Nun zum weniger Angenehmen: Grundsätzlich muß ich sagen, daß ich ein paarmal kurz davor war, meine Sachen zu packen und nach Hause nach Rußland zu fahren. Der Kulturschock war heftig.
Ich bin ja hierher gekommen, weil ich meiner Familie und mir ein besseres Leben ermöglichen wollte und auch, weil ich mich beruflich weiterentwickeln möchte. Ich hatte meine eigene Schulbildung im Westdeutschland der 80er Jahre im Hinterkopf, als ich in Rußland immer sagte, daß die deutsche Schulbildung besser als die russische sei. Nun, da war ich auf dem Holzweg, denn die Bildung die ich dereinst genießen durfte existiert nicht mehr. Ich bin Klassenlehrer einer dritten Klasse, unterrichte dort Deutsch und DaZ und habe in den ersten Wochen auch Mathematik gegeben, und der Wissensstand der Drittklässler in Deutschland bewegt sich auf dem der Erstklässler in Rußland, und das ist keine Übertreibung. Im Kindergarten wird scheinbar nur noch auf die Kinder aufgepaßt und es wird dort nichts gelernt, weder Lesen und Schreiben noch soziale Verhaltensweisen oder Disziplin. Ich kann Kollegen nicht verstehen, bei denen der Lautstärkepegel während des Unterrichts dem eines Flughafens gleicht, weil "offener" Unterricht bevorzugt wird. Für mich ist dieser offene Unterricht nichts anderes als komplette Anarchie.

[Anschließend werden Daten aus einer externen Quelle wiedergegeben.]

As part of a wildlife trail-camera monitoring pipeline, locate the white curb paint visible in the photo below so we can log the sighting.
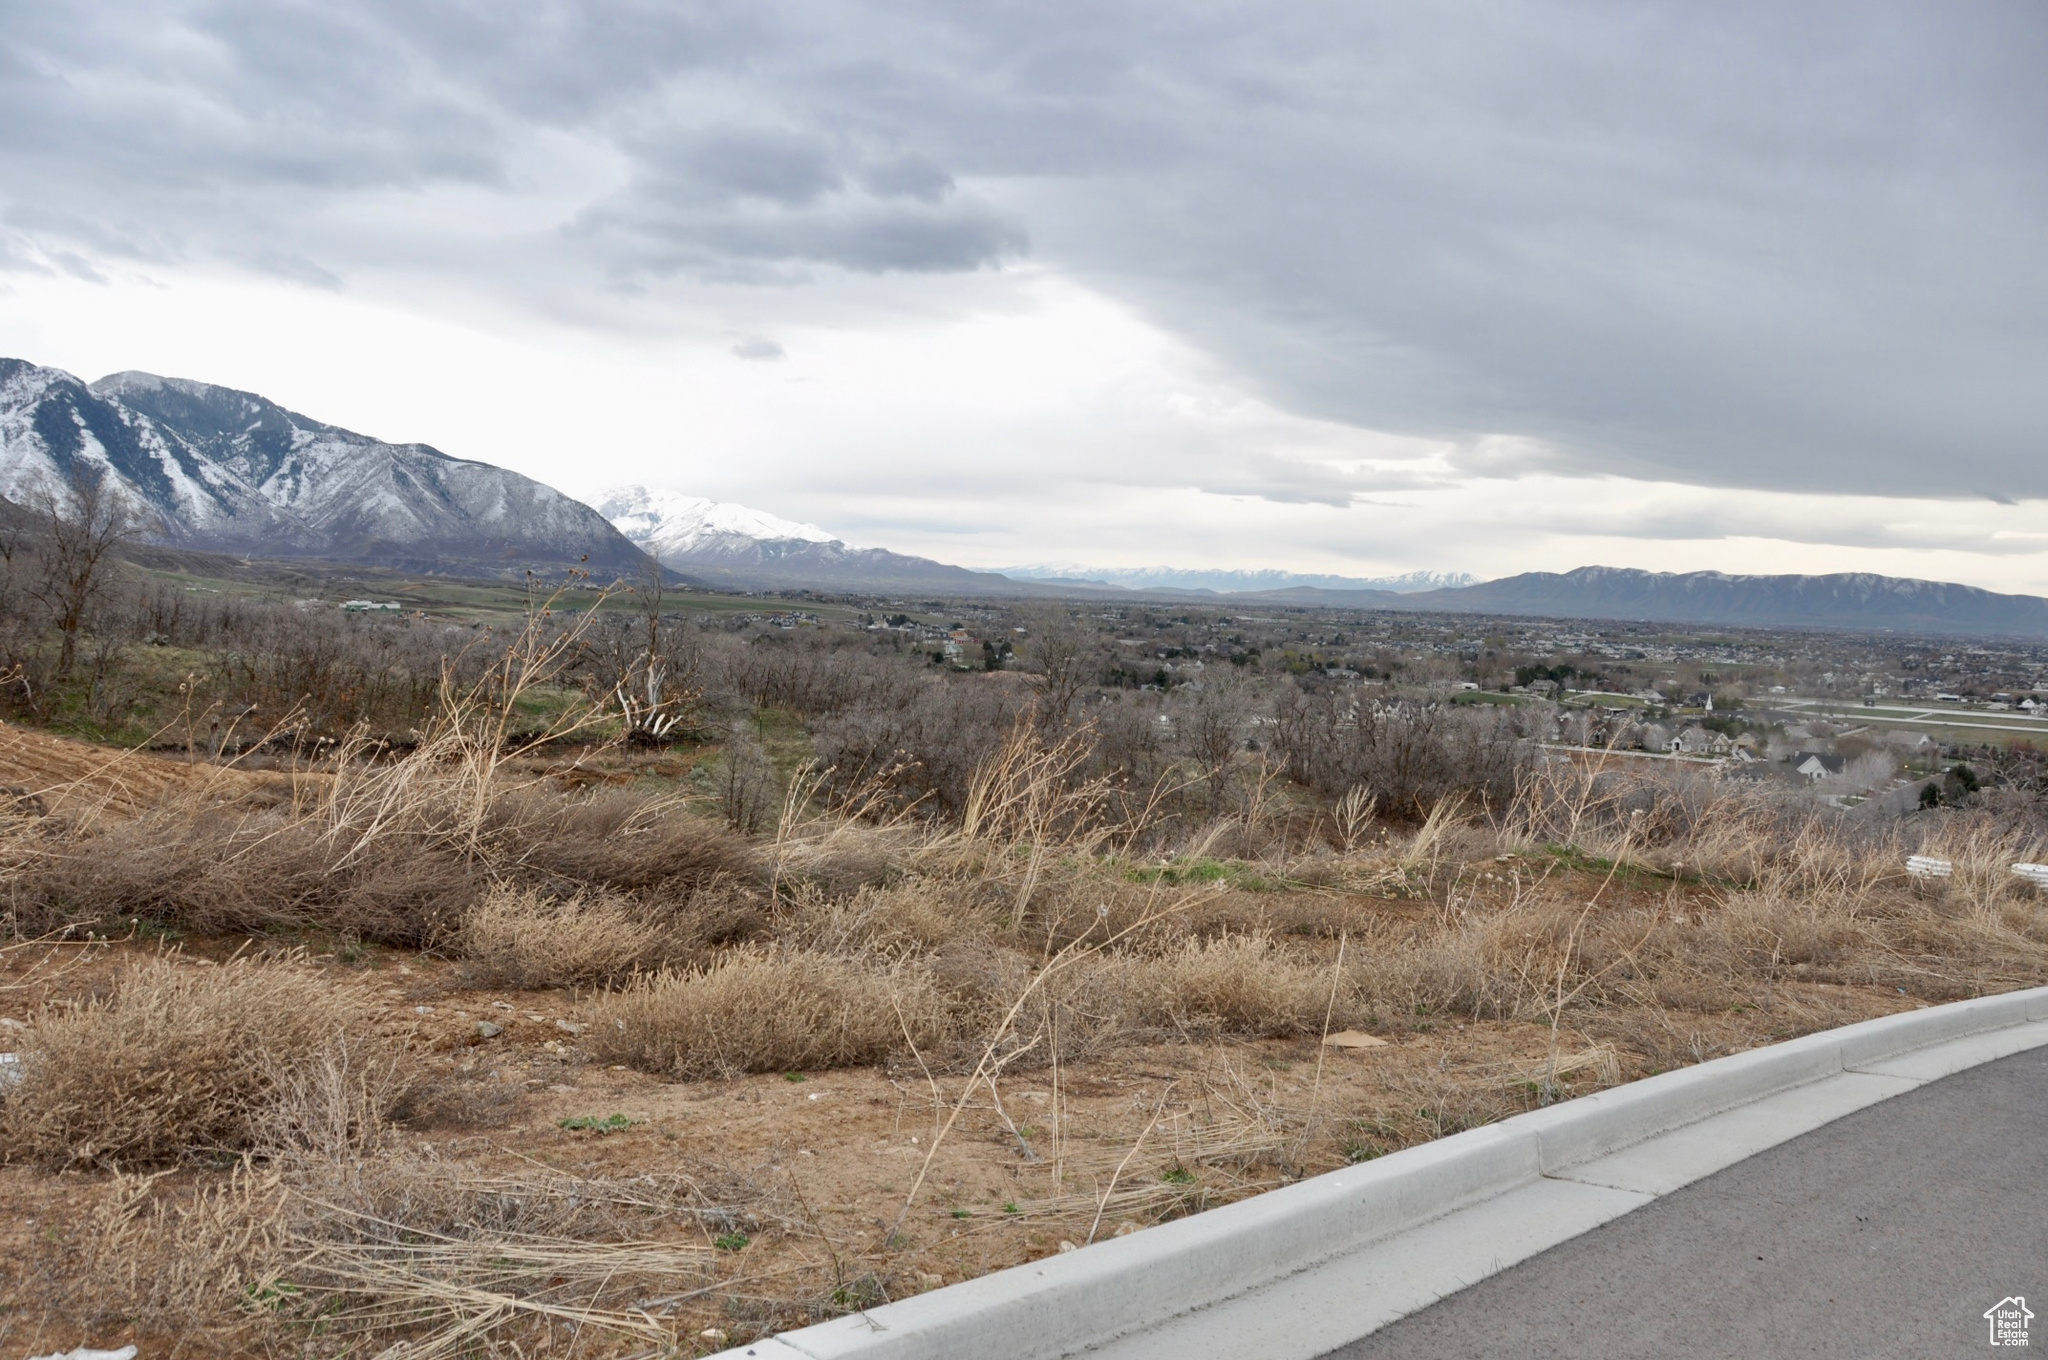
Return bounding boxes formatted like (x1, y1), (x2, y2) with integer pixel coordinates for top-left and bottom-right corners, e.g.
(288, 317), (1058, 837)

Auch werden an Seiteneinsteiger für meine Begriffe sehr hohe Anforderungen gestellt. Ich bin ja nun schon Lehrer, habe das studiert, wenn auch nicht in Deutschland, aber ich bin nicht stofflich überfordert, sondern mit der Bürokratie. Dieses klein-klein Verhalten in nahezu allen Berufssituationen ist für mich persönlich sehr anstrengend, und ich möchte mir nicht vorstellen, wie jemand das findet, der jetzt aus einem völlig fremden Fach eingestiegen ist. Ich würde mir auch wünschen, daß das Verhältnis zwischen der Administration inklusive Schulamt und dem Lehrpersonal nicht so kalt wäre wie es ist, aber das ist vermutlich einfach "deutsch"? Ich finde es jedenfalls seltsam, wenn ich jemanden per "Sie" anreden soll mit dem ich arbeite.
Alles in allem habe ich jedoch mittlerweile den Eindruck, daß ich es trotz aller Widrigkeiten hinbekomme, denn das Positive überwiegt. Ich habe meine Klasse wirklich liebgewonnen und freue mich immer noch auf meine Arbeit, naja, wenn nicht zufällig eine Hospitation ansteht, das finde ich extrem nervig.
Ich würde mich freuen, wenn noch andere ihre ersten Erfahrungen in diesem Thread teilen.